Sis and I would talk on the phone at night a lot in the days following. Sometimes I’d call her and sometimes she’d call me. We didn’t talk anything important most of the time. I remember long periods of silence, interspersed with “she said, and then I said…” type conversations. One night, when I had been drinking a good bit of beer (I drank a lot in those days, still do.), I caught myself slurring my words. I looked at the clock and it was after 10:00. I had to be at work in the morning (she didn’t start work until the afternoon) and I remember thinking “If I don’t get off the phone, pour out this beer, and go to bed right now, I’m going to be really unhappy with myself in the morning.” So when there was a break in the conversation I told Sis that. I said, “Hey, it’s getting late, I need to get to bed. I’ll talk to you later!”
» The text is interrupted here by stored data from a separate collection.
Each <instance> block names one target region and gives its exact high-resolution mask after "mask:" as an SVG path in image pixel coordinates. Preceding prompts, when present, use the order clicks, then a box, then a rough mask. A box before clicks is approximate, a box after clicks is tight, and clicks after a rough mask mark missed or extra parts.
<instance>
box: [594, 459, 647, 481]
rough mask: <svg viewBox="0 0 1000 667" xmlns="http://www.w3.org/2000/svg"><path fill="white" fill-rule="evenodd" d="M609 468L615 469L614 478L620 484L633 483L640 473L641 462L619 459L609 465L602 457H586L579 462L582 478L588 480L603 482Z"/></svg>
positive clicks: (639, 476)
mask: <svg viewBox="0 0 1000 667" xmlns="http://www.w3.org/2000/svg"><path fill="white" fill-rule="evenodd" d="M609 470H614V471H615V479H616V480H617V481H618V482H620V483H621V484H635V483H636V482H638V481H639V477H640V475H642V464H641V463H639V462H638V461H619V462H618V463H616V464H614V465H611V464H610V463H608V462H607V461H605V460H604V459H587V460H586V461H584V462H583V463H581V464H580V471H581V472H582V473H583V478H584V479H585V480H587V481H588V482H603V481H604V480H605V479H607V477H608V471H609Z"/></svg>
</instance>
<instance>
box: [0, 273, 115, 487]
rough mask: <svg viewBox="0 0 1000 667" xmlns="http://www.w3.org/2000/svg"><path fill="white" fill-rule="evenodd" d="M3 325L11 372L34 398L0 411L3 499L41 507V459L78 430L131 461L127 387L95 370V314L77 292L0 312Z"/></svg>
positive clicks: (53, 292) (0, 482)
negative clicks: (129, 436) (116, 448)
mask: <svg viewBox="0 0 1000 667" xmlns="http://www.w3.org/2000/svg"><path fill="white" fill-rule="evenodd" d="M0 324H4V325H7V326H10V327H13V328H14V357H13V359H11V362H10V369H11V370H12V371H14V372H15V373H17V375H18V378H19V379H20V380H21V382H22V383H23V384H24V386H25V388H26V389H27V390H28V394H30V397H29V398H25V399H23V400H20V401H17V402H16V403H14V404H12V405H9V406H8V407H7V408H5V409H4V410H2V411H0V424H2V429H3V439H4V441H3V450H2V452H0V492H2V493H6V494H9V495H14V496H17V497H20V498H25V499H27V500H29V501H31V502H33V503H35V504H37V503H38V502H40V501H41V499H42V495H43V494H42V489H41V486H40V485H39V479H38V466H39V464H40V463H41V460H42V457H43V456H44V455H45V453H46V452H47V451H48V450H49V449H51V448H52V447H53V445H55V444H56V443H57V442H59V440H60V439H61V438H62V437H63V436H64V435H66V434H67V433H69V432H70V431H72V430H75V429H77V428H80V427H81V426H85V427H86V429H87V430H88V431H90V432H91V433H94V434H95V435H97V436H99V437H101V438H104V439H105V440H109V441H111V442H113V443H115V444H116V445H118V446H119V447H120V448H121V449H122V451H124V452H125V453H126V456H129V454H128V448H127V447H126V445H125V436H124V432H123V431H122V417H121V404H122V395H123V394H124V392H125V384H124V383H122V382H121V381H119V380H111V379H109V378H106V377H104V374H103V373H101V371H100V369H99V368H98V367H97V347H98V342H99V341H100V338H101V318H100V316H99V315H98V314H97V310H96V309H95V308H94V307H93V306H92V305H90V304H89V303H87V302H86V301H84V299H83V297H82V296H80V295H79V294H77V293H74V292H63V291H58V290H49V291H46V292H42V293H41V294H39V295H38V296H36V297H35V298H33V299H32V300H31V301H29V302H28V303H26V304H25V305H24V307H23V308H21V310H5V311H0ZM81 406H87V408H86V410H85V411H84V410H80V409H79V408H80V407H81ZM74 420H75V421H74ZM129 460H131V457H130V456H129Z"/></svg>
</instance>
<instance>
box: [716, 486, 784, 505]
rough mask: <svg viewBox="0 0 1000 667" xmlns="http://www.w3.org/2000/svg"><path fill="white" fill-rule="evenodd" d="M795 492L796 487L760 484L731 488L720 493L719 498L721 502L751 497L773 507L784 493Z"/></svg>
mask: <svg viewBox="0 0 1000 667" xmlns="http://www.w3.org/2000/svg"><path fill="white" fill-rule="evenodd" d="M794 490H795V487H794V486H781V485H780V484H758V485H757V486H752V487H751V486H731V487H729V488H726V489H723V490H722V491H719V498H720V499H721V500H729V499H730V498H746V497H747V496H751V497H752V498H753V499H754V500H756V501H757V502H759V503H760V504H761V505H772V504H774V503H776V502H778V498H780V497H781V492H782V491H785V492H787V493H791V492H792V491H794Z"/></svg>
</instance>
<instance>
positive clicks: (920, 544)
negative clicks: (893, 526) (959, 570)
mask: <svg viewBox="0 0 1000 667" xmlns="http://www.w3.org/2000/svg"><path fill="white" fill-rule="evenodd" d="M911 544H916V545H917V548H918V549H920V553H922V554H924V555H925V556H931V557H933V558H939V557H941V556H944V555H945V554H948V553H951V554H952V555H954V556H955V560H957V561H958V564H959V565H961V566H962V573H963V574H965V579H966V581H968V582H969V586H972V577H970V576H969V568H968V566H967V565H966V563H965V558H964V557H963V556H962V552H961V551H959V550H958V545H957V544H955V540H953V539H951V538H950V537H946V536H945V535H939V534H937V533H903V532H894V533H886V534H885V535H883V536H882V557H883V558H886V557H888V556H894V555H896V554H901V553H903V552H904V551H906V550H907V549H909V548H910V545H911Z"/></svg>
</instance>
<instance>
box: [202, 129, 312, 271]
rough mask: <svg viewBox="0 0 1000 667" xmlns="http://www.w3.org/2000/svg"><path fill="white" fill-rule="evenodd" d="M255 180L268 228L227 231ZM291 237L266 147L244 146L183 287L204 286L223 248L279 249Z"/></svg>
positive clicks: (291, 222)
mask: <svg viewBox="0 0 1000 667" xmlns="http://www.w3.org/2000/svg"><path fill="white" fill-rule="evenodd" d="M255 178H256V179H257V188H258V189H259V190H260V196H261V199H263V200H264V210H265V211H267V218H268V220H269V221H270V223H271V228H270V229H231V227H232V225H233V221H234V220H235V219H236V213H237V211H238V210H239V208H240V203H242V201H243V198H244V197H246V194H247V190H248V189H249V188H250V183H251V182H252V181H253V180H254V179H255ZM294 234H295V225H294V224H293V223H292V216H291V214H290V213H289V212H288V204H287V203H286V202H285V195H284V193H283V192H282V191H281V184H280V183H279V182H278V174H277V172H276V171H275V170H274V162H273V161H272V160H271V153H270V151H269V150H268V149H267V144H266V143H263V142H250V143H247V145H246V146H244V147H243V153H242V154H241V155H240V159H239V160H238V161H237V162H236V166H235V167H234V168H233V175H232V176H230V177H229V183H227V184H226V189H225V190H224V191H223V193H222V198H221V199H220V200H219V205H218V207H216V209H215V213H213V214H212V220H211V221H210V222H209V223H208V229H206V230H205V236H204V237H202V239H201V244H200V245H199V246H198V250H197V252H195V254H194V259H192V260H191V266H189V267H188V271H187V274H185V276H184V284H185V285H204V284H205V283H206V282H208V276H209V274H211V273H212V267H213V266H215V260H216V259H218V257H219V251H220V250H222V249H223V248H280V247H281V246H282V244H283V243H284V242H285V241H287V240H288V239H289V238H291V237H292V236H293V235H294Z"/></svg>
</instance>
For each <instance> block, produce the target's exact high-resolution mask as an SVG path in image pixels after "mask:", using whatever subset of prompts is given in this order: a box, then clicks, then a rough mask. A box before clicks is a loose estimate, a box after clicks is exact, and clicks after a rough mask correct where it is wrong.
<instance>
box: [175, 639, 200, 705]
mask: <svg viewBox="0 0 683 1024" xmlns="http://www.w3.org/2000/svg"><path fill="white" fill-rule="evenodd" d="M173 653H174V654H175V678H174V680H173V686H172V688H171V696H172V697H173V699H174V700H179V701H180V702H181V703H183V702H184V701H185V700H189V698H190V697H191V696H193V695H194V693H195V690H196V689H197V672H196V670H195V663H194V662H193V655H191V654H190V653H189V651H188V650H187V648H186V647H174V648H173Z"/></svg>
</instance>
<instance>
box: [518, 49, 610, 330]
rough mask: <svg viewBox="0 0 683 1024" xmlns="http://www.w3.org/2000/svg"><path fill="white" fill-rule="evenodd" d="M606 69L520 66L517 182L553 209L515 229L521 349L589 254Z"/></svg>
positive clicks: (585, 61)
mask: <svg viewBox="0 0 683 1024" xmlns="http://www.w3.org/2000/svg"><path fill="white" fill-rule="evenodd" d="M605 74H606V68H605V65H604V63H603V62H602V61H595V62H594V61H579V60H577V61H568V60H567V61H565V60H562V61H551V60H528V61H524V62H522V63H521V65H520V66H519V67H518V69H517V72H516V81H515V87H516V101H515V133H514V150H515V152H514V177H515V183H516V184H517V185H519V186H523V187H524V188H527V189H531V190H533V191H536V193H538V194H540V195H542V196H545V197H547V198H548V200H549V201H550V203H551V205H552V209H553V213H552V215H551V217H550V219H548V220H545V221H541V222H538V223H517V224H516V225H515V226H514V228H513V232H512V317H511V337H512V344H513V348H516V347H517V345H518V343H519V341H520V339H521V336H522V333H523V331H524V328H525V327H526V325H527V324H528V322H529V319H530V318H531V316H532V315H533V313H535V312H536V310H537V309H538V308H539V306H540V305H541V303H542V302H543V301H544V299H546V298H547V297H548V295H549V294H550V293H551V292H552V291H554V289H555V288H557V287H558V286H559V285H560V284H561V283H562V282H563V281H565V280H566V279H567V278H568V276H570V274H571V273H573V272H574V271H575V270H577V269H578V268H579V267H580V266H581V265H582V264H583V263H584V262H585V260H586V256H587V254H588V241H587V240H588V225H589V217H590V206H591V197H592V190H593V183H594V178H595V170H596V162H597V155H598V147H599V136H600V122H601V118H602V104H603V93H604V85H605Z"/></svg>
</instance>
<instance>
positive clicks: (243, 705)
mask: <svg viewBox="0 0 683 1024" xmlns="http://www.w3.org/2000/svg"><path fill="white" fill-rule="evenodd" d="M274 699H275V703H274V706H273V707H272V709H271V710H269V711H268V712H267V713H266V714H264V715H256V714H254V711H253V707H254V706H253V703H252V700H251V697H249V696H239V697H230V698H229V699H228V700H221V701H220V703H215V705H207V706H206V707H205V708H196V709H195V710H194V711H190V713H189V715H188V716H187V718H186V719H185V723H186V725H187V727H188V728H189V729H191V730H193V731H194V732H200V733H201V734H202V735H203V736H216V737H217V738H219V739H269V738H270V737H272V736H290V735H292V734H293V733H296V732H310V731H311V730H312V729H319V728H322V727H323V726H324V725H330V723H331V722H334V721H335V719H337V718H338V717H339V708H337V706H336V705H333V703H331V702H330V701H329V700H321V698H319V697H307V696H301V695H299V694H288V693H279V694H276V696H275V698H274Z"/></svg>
A few days later, my mom called me up and chewed me out. She said, “Sis says sometimes you don’t want to talk and that hurts her feelings. You need to stop doing that.” I was floored. How had she known that I cut Sis’s and my conversation short unless Sis complained to her? How could Sis be upset about me needing to go to bed? It had to be a misunderstanding between Sis and my mom. There was no way Sis thought I was wrong for getting off the phone. I explained to Mom what had happened, but her only response was “you need to be more careful of Sis’s feelings. You need to be more careful about that.”
This bugged me for years. At some point a decade ago I crafted an explanation that made sense to me. Our mom liked to tell stories about us and would pump us for amusing (to her) anecdotes. Our family also has a bad habit of communicating through other people instead of directly; all our conversations were like a game of Telephone. So, I thought maybe Mom was pumping Sis for a story about me, Sis didn’t have one, and so she said, offhand, “Oh you know Erin – sometimes she doesn’t want to talk.” Then Mom took it the wrong way.
A couple of years ago I stayed with my sister when she had surgery – drove her to the hospital, stayed with her there, took her home, cooked, fed her pets, hung out. She was horrible to me pretty much the whole time (That’s another story for another day tho.) I had planned to drive home Thursday morning, but I was worried about making the whole 500+ mile trip home before I hit rush hour at home. I hadn’t been sleeping well at her house at all, so I impulsively decided to leave Wednesday night, drive half way, get a motel, and finish the drive in the morning. She was out on her porch smoking, came in, and noticed I had packed half my stuff. She started screaming at me. She screamed a bunch of stuff that had no basis in reality, like “you’re pushing the family away.” Then she started telling me I was a terrible person because I didn’t “like to talk.” And it “hurt her feelings.” She was using the same language my mom used with me 30 years before. So yeah, there was no misunderstanding back in the day. I HAD TO RUIN MY DAY THE NEXT DAY BECAUSE SHE WASN’T READY TO GET OFF THE PHONE. No. I don’t. No.